Public opinion has swung massively in favour of Nato membership in both Finland and Sweden since Russia began its full-scale war against Ukraine in February.
Swedish and Finnish membership of Nato would transform the security situation in northern Europe and make the alliance’s defence of the Baltic countries easier. It would also more than double Nato’s border with Russia, which has threatened “serious military and political consequences” should either country join the alliance. The Finnish government’s formal decision to apply will need to be approved by parliament, which meets on Monday.
Nato foreign ministers will spend Sunday discussing the war in Ukraine and how they can step up aid to the authorities in Kyiv. They will also discuss Nato’s new strategic concept ahead of a summit of the alliance in Madrid in June. This will define the security challenges facing Nato and outline the political and military tasks it will carry out to address them.
Annalena Baerbock, Germany’s foreign minister, said there should be no delay in bringing Sweden and Finland into Nato. “There should be no . . . grey zone,” she said before the informal meeting, adding that it was her hope that the two countries can “join very quickly”.
Erdoğan, as the rationale for his objection, cited Sweden and Finland’s support for the Kurdistan Workers’ party (PKK) which has waged a decades-long armed insurgency against the Turkish state.

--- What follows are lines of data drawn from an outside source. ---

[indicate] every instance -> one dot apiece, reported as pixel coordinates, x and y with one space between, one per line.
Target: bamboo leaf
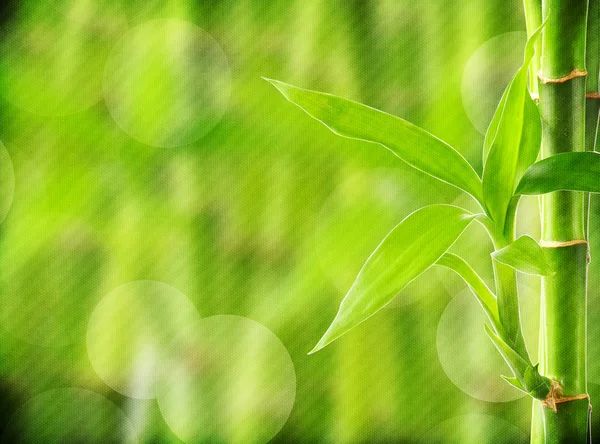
484 295
513 140
579 171
526 375
413 246
410 143
524 255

It is classified as a terrorist organisation by Ankara, the US and the EU. Erdoğan said Scandinavian countries were “like some kind of guest house for terrorist organisations”.
But Turkey appears to be alone in taking this stance, with most Nato members expressing strong support for Finland and Sweden’s accession.
Niinistö will make a state visit to Sweden early next week during which the two countries could jointly send their Nato applications.
The Swedish and Finnish foreign ministers joined their Nato colleagues at a dinner in Berlin on Saturday to discuss their membership bid.
“If they decide to seek membership I’m confident that allies will look constructively and positively at their membership of this alliance,” said Mircea Geoană, Nato’s deputy secretary-general.
He described the two countries as “vibrant democracies” with “impeccable” records on the rule of law and “strong militaries” that were “very interoperable with the rest of Nato”.
Baerbock said that many countries had never wanted to join the defence pact “but now they’re being pushed into Nato” by Russia’s war of aggression in Ukraine.
The German government would ensure “swift ratification” of Swedish and Finnish membership of Nato, she added. “This can’t be a long drawn-out process,” she said, insisting that the two countries’ accession would “make us even stronger”.